Das Abtreibungsrecht ist in den USA immer wieder Thema heftiger Auseinandersetzungen. Gegner versuchen, die liberalen Regeln seit Jahrzehnten zu kippen. Unter dem vorigen Präsidenten Donald Trump rückte der Supreme Court deutlich nach rechts. Der Republikaner ernannte während seiner Amtszeit die Richter Neil Gorsuch, Brett Kavanaugh und Amy Coney Barrett. Die Richterinnen Sonia Sotomayor und Elena Kagan sowie Richter Stephen Breyer stimmten gegen die Entscheidung. Sie gelten als liberal.
«Heute ist ein düsterer Tag in der Geschichte der Vereinigten Staaten. Millionen von Menschen in den Vereinigten Staaten, die schwanger werden können, sind zukünftig damit konfrontiert, dass sie höchst persönliche Entscheidungen, die ihren Körper, ihre Zukunft und das Wohlergehen ihrer Familie betreffen, nicht mehr selbst treffen können», teilt Amnesty International in einer Stellungnahme mit. Ungefähr jede vierte Frau würde laut der NGO in den USA einmal in ihrem Leben einen Schwangerschaftsabbruch vornehmen.

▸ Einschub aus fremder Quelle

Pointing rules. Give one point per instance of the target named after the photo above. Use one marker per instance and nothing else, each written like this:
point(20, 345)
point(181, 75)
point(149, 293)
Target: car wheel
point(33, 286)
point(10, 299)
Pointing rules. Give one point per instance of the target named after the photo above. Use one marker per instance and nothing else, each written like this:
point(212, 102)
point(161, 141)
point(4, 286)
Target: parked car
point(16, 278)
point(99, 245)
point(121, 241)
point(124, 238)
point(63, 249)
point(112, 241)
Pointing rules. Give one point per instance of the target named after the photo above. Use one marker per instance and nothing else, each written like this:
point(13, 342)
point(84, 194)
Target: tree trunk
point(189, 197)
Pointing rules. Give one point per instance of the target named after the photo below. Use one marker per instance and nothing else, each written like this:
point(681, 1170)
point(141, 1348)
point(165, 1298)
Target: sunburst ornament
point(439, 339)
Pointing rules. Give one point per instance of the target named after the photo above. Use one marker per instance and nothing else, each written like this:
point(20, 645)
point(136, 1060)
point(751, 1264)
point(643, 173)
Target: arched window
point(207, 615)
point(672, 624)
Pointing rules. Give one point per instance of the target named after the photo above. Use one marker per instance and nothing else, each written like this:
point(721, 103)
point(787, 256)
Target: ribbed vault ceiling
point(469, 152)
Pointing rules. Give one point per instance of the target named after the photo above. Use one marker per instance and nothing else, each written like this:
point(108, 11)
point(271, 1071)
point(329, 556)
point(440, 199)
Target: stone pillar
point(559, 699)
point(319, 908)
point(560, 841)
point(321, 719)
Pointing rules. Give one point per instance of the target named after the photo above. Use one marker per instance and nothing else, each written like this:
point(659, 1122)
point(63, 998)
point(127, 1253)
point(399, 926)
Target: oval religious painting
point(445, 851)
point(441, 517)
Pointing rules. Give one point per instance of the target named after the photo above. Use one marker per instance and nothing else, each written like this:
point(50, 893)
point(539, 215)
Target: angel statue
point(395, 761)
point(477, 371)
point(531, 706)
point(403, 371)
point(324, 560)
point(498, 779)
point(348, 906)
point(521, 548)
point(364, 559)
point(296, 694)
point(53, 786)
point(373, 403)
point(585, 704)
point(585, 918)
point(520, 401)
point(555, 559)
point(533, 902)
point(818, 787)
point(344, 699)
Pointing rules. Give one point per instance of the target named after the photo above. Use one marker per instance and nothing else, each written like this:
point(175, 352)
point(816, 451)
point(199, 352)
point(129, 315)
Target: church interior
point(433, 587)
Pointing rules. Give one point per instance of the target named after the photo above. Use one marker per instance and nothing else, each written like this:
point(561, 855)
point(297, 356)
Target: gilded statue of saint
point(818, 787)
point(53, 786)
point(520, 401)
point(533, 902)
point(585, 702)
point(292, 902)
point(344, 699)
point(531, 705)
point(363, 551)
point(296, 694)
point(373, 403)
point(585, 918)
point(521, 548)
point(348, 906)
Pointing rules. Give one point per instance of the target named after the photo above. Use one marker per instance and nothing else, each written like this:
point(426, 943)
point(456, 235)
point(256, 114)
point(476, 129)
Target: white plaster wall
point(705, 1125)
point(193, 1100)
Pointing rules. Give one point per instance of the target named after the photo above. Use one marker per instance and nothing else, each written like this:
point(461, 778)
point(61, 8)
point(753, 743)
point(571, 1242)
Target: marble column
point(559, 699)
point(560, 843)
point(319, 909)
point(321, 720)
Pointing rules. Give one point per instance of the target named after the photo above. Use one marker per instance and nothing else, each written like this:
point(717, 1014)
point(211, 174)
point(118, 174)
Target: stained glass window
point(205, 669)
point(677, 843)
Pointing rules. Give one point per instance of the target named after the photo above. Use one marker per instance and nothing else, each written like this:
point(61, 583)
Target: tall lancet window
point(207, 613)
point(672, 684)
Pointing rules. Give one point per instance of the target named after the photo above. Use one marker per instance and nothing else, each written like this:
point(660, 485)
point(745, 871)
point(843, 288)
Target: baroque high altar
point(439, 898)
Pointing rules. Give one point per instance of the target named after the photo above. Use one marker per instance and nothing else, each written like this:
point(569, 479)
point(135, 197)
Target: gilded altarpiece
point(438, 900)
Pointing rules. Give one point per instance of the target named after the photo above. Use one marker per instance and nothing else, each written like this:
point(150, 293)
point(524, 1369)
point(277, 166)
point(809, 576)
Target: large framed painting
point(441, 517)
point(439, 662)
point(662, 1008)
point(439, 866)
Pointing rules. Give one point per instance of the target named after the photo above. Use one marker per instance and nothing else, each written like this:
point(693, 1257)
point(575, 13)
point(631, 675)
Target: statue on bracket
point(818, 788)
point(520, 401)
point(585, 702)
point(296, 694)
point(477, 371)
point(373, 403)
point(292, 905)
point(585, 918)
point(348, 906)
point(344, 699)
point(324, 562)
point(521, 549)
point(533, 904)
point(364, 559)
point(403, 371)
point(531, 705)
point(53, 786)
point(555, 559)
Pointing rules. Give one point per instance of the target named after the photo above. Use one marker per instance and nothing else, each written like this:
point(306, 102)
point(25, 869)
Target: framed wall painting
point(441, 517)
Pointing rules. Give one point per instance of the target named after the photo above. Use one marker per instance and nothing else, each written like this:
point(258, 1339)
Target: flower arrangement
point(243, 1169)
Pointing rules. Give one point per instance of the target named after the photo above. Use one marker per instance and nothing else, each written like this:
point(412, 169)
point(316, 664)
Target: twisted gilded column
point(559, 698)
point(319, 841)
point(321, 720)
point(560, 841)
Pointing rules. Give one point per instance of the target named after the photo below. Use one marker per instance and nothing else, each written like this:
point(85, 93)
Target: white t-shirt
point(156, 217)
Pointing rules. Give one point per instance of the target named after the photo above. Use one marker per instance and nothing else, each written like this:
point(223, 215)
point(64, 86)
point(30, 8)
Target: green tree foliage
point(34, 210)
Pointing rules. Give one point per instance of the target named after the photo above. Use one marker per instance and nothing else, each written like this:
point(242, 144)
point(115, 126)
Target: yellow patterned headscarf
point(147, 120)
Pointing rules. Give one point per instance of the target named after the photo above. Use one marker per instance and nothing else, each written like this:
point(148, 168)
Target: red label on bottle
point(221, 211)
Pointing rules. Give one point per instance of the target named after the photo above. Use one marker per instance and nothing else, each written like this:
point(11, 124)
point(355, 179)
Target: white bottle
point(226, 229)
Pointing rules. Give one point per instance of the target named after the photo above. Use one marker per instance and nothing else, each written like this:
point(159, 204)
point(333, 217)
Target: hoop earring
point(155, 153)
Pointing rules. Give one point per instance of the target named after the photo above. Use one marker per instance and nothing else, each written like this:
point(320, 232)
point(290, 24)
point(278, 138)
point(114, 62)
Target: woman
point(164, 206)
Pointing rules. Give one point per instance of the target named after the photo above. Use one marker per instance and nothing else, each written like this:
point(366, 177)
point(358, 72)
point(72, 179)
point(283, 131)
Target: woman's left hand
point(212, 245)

«Zugleich ebnet das Urteil den Weg für eine noch nie dagewesene staatliche Gesetzgebung zur Kriminalisierung von Schwangerschaftsabbrüchen sowie für weitere Gesetzesentwürfe, die darauf abzielen, den Menschen in den Vereinigten Staaten ihre Menschenrechte zu entziehen», heisst es weiter. Dazu würden auch mögliche Gesetzesentwürfe gehören, die den Zugang zu Geburtenkontrolle, die Gleichberechtigung der Geschlechter und die gleichberechtigte Ehe sowie andere Gesetze gegen Diskriminierung betreffen.
Obama ruft zu Protesten auf
Auch der ehemalige US-Präsident Barack Obama (60) äusserte sich. «Heute hat der Oberste Gerichtshof nicht nur fast 50 Jahre Präzedenzfälle rückgängig gemacht, er hat die persönlichste Entscheidung, die jemand treffen kann, den Launen von Politikern und Ideologen überlassen - und die grundlegenden Freiheiten von Millionen von Amerikanern angegriffen», schrieb er bei Twitter.

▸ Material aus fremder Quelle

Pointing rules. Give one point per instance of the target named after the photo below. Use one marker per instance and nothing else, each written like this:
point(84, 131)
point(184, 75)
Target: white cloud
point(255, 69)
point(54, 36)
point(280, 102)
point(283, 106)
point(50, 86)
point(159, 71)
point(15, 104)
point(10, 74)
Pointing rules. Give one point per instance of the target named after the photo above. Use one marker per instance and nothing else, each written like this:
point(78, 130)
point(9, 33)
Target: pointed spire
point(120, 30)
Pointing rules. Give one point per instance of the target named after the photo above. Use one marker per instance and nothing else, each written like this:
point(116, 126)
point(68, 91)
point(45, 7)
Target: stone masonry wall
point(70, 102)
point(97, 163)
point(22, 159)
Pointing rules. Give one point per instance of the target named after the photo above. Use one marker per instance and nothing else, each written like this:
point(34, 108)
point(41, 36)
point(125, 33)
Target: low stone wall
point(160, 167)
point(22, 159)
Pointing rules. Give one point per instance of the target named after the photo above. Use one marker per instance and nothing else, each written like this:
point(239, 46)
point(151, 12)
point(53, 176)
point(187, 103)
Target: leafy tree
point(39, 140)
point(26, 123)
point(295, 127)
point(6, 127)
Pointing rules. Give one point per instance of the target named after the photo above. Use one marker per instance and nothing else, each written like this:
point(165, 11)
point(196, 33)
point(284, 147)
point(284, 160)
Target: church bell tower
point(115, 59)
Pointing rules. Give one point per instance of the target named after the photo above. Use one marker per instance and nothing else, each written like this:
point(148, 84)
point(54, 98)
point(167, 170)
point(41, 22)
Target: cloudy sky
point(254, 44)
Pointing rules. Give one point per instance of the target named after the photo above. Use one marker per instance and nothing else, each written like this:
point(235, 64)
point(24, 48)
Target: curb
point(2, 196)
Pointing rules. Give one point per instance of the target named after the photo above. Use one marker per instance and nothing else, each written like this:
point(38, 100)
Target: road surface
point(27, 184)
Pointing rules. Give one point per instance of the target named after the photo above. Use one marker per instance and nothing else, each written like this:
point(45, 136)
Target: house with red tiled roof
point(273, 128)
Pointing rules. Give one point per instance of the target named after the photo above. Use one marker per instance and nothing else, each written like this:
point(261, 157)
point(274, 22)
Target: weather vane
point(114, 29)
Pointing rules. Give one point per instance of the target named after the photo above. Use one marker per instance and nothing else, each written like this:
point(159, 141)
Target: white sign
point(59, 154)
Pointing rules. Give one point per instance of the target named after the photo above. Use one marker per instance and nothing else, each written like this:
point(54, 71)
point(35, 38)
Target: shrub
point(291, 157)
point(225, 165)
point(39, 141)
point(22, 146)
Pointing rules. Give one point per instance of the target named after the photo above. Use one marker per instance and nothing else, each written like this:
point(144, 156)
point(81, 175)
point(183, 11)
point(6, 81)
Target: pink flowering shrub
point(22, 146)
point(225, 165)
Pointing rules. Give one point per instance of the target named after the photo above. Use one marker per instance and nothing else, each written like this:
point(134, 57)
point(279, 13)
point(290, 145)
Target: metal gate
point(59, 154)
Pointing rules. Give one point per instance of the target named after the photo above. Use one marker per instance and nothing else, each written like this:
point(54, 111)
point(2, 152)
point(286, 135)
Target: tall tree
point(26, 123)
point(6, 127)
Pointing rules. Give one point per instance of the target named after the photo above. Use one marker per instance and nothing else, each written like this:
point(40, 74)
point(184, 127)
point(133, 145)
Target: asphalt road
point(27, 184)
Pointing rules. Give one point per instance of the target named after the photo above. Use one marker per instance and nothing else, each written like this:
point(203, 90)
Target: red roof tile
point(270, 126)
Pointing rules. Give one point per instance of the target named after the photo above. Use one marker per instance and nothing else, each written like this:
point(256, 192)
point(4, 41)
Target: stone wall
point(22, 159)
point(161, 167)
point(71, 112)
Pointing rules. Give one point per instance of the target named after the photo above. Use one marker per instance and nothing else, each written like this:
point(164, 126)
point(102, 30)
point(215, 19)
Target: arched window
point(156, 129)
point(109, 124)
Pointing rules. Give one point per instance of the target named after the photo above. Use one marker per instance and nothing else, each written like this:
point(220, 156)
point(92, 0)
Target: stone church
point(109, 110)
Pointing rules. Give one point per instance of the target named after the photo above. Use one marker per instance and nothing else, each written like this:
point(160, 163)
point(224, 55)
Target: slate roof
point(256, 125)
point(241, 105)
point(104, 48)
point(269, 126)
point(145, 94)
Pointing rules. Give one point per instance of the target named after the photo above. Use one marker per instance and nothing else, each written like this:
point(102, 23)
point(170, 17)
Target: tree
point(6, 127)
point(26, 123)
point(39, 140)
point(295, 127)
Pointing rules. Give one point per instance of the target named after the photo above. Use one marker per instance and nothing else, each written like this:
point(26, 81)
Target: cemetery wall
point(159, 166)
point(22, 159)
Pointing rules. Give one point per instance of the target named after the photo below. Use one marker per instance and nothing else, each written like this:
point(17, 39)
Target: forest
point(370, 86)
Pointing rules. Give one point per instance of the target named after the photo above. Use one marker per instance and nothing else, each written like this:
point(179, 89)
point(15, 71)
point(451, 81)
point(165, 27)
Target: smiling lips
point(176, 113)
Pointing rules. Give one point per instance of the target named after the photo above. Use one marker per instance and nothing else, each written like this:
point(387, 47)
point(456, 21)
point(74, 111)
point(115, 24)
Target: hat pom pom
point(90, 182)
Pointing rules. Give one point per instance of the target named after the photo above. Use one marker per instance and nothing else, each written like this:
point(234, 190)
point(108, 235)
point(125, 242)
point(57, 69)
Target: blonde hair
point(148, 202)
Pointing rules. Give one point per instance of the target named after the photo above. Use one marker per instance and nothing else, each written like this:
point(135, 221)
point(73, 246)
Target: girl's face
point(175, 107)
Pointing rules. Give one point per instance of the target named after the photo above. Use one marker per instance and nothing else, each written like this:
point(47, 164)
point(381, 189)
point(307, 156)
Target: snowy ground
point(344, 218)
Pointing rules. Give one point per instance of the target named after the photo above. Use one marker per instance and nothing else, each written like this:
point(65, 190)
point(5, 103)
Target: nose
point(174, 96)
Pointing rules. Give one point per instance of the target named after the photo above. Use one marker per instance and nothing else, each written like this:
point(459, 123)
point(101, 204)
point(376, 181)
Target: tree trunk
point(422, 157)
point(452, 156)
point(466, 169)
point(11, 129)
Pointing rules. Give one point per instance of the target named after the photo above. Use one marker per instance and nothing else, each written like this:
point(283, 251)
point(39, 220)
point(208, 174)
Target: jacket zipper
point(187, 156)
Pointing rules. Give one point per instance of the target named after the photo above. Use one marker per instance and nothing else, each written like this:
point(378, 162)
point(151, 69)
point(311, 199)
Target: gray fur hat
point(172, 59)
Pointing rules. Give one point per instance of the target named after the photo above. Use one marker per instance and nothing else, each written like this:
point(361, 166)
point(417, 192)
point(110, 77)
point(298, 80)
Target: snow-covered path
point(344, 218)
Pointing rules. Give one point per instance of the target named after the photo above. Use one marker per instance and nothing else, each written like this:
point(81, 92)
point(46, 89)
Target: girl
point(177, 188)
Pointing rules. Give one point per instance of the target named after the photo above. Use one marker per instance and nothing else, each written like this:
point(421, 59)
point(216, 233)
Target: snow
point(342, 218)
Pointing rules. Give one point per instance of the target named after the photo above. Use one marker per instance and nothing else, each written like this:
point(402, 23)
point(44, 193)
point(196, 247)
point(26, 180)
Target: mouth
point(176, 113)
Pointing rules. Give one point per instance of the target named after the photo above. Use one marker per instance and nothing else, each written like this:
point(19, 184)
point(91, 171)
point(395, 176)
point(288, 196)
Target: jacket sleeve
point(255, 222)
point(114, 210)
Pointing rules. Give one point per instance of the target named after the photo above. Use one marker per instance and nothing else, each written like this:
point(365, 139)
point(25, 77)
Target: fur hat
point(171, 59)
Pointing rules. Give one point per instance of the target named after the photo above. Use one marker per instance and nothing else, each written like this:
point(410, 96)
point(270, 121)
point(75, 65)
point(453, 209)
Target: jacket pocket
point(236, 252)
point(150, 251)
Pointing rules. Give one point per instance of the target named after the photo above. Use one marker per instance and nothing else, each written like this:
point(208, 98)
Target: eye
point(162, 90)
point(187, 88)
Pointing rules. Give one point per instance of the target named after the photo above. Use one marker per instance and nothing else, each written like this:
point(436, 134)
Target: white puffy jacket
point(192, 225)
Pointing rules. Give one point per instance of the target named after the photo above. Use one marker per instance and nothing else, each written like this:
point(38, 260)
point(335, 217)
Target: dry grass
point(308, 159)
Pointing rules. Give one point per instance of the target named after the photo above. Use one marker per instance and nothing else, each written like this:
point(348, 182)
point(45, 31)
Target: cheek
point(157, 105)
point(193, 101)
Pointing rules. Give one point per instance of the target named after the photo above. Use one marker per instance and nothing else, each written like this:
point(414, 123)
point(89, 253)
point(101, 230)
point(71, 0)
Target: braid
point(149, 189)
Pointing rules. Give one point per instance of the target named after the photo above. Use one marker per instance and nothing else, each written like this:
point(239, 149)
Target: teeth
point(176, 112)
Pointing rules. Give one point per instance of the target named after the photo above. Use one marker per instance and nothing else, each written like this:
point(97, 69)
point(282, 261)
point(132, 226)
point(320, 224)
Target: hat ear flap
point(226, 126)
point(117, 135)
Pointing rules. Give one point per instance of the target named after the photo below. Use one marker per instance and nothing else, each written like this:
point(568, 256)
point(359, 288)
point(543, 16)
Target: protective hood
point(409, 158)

Obama teilte zudem einen Bild mit einem Text: «Schliesst Euch den Aktivisten an, die seit Jahren Alarm schlagen beim Zugang zu Abtreibungen, und handelt. Steht mit ihnen bei einem örtlichen Protest», hiess es dort.
*Der Artikel wurde auch mit Material der Nachrichtenagentur Keystone-SDA geschrieben.